At Set's cry, dozens of Wind Arrows materialized around him and fired simultaneously, shattering tentacles one after another with ease.

Beyond that, Set deployed Earth Arrows, Ice Arrows, and the Magic Eye of Shock, destroying the tendrils in rapid succession.

The most impressive of all was his Fire Breath.

Released from Set's open beak, the Fire Breath incinerated more than ten tentacles at once.

(Should I just use Flame Magic and burn them all in one sweep? No—if I do that given the current situation, the lake itself could take damage.)

While alternating with Flying Slash, Rei hacked and smashed the approaching tentacles with the Death Scythe and the Twilight Spear.

This lake had only just teleported in. Rei had no way of predicting what might happen if he provoked it carelessly.

It was entirely possible that his magic could become the trigger for the Birth Tower—located right next to the lake—to suffer catastrophic damage.

Inside the Birth Tower, a large number of Lizardman eggs were currently being sheltered.

If the tower collapsed, it was not impossible that every last egg would be destroyed.

If that happened, the Lizardmen would never forgive Rei.

Zozo, loyal as he was to Rei, might find it in himself to forgive.

But Gaga—currently in the position of a friend who got along well with Rei—would not hesitate to come after Rei's life.

"Set, this'll take a while, but let's stick it out until this tentacle master gives up."

"Gruu!"

Set let out a cry that seemed to say, Leave it to me!

Rei muttered a quiet apology to him.

(Come to think of it, that Eyeball I fought in the winter had tentacles too, and now it's tentacles again. Seriously... don't I get liked by tentacles a little too much?)

Was he doomed to fight tentacled monsters every time something happened from now on? The thought gnawed at him unpleasantly as he kept up the assault for over ten minutes.

Even after cutting and smashing tentacles for that long, they showed no sign of thinning out. If anything, they were multiplying.

At this rate, they might be holding their own now, but eventually they would run out of stamina.

The moment that thought crossed his mind, the tentacles protruding from the surface all retracted into the lake at once.

"Huh?"

"Grrruu?"

Rei and Set voiced their confusion in unison.

Rei's side had been winning their encounter, but the endlessly regenerating tentacles had been a persistent nuisance.

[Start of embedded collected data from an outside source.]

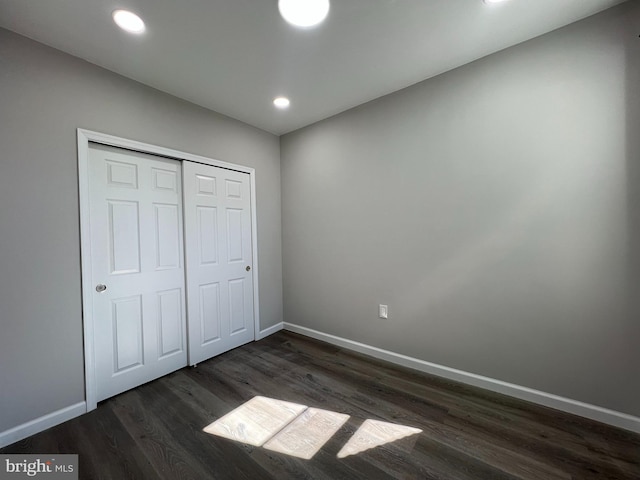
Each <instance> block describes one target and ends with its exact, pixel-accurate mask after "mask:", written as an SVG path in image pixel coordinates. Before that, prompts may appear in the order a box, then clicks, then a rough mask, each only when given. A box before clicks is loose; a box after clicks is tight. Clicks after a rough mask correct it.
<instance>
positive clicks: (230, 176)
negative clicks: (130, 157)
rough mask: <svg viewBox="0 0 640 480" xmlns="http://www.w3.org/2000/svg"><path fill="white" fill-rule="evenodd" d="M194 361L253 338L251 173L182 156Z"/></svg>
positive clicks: (241, 344)
mask: <svg viewBox="0 0 640 480" xmlns="http://www.w3.org/2000/svg"><path fill="white" fill-rule="evenodd" d="M183 175H184V191H185V195H184V212H185V213H184V215H185V233H186V235H185V238H186V264H187V305H188V311H189V364H190V365H194V364H196V363H198V362H201V361H203V360H205V359H207V358H210V357H212V356H215V355H219V354H220V353H223V352H225V351H227V350H230V349H232V348H235V347H238V346H240V345H243V344H245V343H247V342H250V341H252V340H253V339H254V316H253V315H254V314H253V276H252V274H251V272H250V268H251V258H252V255H251V238H252V235H251V195H250V192H251V190H250V180H249V175H248V174H245V173H240V172H236V171H232V170H227V169H224V168H218V167H212V166H209V165H202V164H198V163H193V162H183Z"/></svg>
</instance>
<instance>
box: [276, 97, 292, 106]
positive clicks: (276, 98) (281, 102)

They hadn't figured out what abilities the creature possessed, but if they'd kept fighting, they would have learned—painfully, through their own bodies.

In the worst case, they could simply flee from above the lake. But then the Lizardmen, the Adventurer, the Knight, and everyone else near the shore could be caught in the crossfire.

Given those stakes, it was necessary for Rei and Set—no, since the tentacles were targeting Set specifically—for Set to keep fighting in the air above the lake. But for some reason, the enemy had abandoned its war of attrition and pulled its tentacles back into the water.

Rei and Set's questions about the tentacles' behavior were answered almost immediately.

Because something enormous surfaced from beneath the water.

It was a semi-transparent entity, just like the tentacles.

In appearance, it was a translucent, oval mass that could have been described as a small hill.

"...A Slime?"

The word slipped from Rei's mouth.

Setting aside its size, it looked exactly like an ordinary Slime—one Rei would have recognized without a second thought.

But that size was on an entirely different order of magnitude. So overwhelming, so incomparably larger than a normal Slime that trying to calculate how many ordinary Slimes you'd need to match it became an exercise in absurdity.

"Grrruu."

Set purred, a warning to Rei not to let his guard down just because their opponent was a Slime.

Rei nodded to him and called out that everything was fine.

Any opponent that warranted this level of vigilance from Set was not something Rei would even think of underestimating.

"Anyway, it attacked us. That means it's not the type you can reason with—not like Zozo and the others. ...Well, Zozo did attack us without listening to a word we said at first, too."

At Rei's murmured words, Set purred. Ready to respond to whatever the giant Slime did next, they held their position and waited for their opponent's move.